The key advantage is that the AI model is not limited to a clean text field or a convenient export button. If the information appears on screen, the model can potentially process it. As Willison put it, “There’s no level of website authentication or anti-scraping technology that can stop me from recording a video of my screen while I manually click around inside a web application.”
From Text Prompts To Screen Awareness
The experiment reflects a larger change in AI interfaces. Models such as Google’s Gemini and GPT-4o are multimodal, meaning they can work with audio, video, image, and text input.
These systems convert different media into tokens, or chunks of data, and then predict what tokens should come next. The source notes that “token prediction model” may describe today’s multimodal systems more accurately than “LLM,” though no general replacement term has taken hold.
Once video becomes an ordinary input, users no longer have to describe every screen state in words. A person could show the model what is happening instead. In the example from the source, an AI system could help with a difficult pizza website interface by performing the needed mouse clicks.
Large AI companies are already exploring this direction, though they may describe it as “video understanding” or “vision” rather than video scraping.
In May, OpenAI demonstrated a prototype version of its ChatGPT Mac App with an option for ChatGPT to see and interact with what is on a user’s screen, but that feature has not yet shipped. Microsoft also demonstrated a “Copilot Vision” prototype concept based on OpenAI’s technology that will be able to “watch” the screen, help extract data, and interact with running applications.
At the same time, public access remains uneven. The source states that ChatGPT and Anthropic’s Claude have not yet implemented a public video input feature for their models, possibly because processing the extra tokens from tokenized video is relatively computationally expensive.
The Cost Question
Willison’s result is notable because it suggests that this capability may become practical for routine work. A task that once required manual entry or custom scraping code could be handled through a short recording and a prompt.

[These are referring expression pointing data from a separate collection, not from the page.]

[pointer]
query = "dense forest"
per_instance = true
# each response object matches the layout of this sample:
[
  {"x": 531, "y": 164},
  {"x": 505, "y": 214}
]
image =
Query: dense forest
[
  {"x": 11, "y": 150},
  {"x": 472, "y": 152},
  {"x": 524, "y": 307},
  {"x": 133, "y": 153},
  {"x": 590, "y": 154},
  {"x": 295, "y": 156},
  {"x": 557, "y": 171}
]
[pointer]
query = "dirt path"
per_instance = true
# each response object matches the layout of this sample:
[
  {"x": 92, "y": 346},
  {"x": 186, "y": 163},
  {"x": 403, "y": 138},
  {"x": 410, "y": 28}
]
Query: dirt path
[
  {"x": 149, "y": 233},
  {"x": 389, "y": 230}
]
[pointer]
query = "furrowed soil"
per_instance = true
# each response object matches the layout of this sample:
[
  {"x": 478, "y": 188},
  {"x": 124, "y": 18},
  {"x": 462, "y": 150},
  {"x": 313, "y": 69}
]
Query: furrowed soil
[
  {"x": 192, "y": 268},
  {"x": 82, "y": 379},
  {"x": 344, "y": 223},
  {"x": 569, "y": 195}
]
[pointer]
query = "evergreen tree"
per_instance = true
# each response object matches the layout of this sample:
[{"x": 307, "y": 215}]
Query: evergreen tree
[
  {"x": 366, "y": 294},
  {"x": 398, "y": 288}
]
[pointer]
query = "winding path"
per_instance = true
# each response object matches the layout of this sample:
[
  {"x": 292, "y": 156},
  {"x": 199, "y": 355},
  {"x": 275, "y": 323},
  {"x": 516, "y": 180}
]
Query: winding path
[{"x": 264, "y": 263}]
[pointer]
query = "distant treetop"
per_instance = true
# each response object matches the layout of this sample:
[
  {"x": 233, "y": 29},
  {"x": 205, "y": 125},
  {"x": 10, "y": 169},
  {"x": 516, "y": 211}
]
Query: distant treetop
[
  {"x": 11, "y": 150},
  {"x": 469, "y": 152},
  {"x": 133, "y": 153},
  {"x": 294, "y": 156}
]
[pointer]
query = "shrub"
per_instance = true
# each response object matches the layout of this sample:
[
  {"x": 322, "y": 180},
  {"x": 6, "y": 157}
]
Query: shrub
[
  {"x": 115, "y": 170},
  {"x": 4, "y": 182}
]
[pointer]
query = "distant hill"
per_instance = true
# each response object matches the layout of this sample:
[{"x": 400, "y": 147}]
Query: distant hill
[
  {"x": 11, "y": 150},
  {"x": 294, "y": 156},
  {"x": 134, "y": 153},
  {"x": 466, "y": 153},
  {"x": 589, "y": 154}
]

For now, the economics are shaped by company subsidies. The source says Google is heavily subsidizing user AI costs through Search revenue and data centers. It also notes that OpenAI is subsidizing too, with investor dollars and help from Microsoft.
The broader trend described in the source is that AI compute costs are dropping, which could make these capabilities available to more users over time. If that continues, video scraping may become less like a novelty and more like a standard way to move information from screens into usable formats.
Privacy Depends On Control
The same capability that makes video scraping useful also creates risk. If an AI system can see a screen, it can potentially capture sensitive behavior and private information.
The source contrasts Willison’s controlled experiment with systems that continuously record activity. Apps such as Rewind AI on the Mac and Microsoft’s Recall, which is being built into Windows 11, feed on-screen video into an AI model and store extracted data in a database for later recall.
That approach can create privacy concerns because it records everything a person does on a machine and collects it in one place that could later be hacked.
Willison’s approach is different because he chooses what to record and when to upload it. Even though his current method involves sending the video to Google for processing, the decision about exposure remains with him.
He summarized the benefit this way: “The great thing about this video scraping technique is that it works with anything that you can see on your screen… and it puts you in total control of what you end up exposing to the AI model.”
That control may become the dividing line for future screen-aware AI tools. The useful version helps people extract data from what they deliberately show it. The risky version watches broadly, stores too much, and turns everyday computer use into a searchable record.